Informacje o Polsce. Wybierz tematy, o których chcesz dowiedzieć się więcej

Najnowsze recenzje filmu Od jednej wojny do drugiej

Najnowsze recenzje filmu Od jednej wojny do drugiej

W 1975 roku Portugalia opuściła swoje afrykańskie kolonie. Datą niepodległości Angoli jest 11 listopada. O władzę walczą dwa ruchy: komunistyczna MPLA i wspierana przez Amerykanów UNITA.
Na miejsce wysłano dziennikarza Polskiej Agencji Informacyjnej Ryszarda Kapuczyńskiego.

Walc z Baszirem zainaugurował nowy gatunek: animowany dokument. „Swiss Chris”, „The Mandela Trial” i inne, które ukazały się w zeszłym roku, powstały w oparciu o ten sam proces: opowiedzenie wydarzenia poprzez wywiady z ocalałymi i ponowne przeżycie przeszłości nie za pomocą archiwalnych zdjęć czy syntetycznych rekonstrukcji, ale za pomocą ruchomych obrazów. zdjęcia. Proces ten daje reżyserowi ogromną swobodę, pozwalając mu, tak jak zrobiły to trzy poprzednie filmy, a na co nie pozwalały mu zdjęcia, dodać tej rekonstrukcji wymiar oniryczny, a nawet psychodeliczny.

O ile forma przyjęta przez „Kolejny dzień z życia” nie jest nowa, to nowa jest tematyka, jaką podejmuje.
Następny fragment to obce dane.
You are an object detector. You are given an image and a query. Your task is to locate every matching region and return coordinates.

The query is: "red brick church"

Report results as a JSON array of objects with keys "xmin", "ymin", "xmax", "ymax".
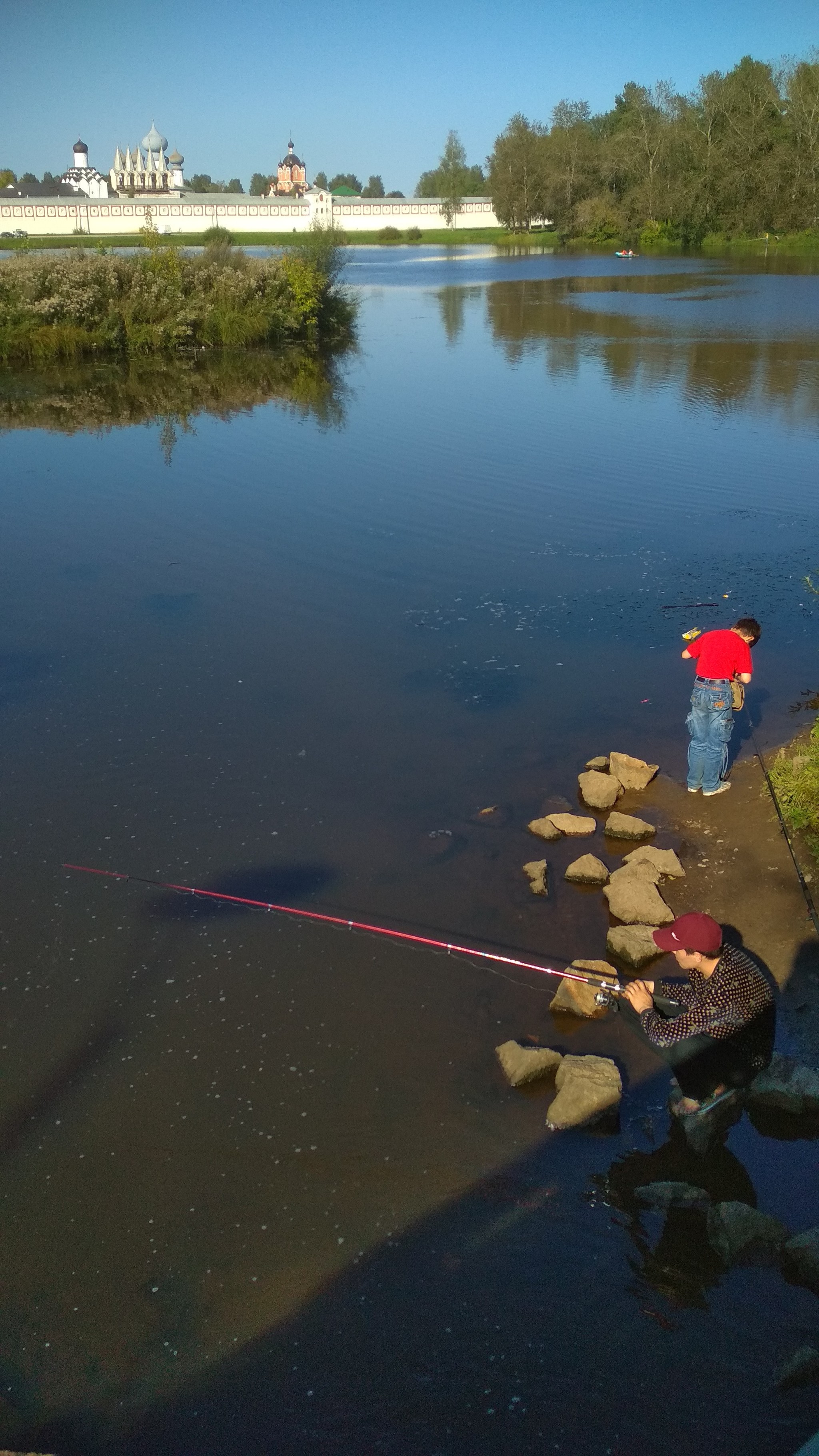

Wojna o niepodległość Angoli jest ledwo udokumentowana – z wyjątkiem autobiograficznych relacji Antonio Lobo Antunesa, którego korespondencja z żoną została wyświetlona na ekranie w 2017 roku („Listy z wojny”). „Kolejny dzień z życia” to adaptacja opowiadania dziennikarza Ryszarda Kapuścińskiego, który zyskał międzynarodową sławę dzięki serii reportaży realizowanych w Afryce na przestrzeni trzydziestu lat („Ebony”, 1998).
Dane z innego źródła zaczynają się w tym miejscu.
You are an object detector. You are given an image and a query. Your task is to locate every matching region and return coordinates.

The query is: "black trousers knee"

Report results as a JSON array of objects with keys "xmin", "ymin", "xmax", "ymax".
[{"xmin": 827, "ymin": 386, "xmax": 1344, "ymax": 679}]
„Jeszcze dzień z życia” opisuje dni poprzedzające odzyskanie niepodległości 11 listopada 1975 r. Relacja Kapuczyńskiego wspomina front południowy, gdzie dowódca Varosko stanął naprzeciw kolumnom Republiki Południowej Afryki. Pokazuje, jak wojna domowa pomiędzy MPLA i UNITA przekształciła się w konflikt międzynarodowy, „wojnę zastępczą” przeciwstawioną Stanom Zjednoczonym i Związkowi Radzieckiemu za pośrednictwem ich sojuszników w Republice Południowej Afryki i na Kubie. „Kolejny dzień z życia” ma jednak jedną przyznaną wadę: pokazuje rzeczy wyłącznie z punktu widzenia MPLA, a czasami przybiera postać filmu propagandowego.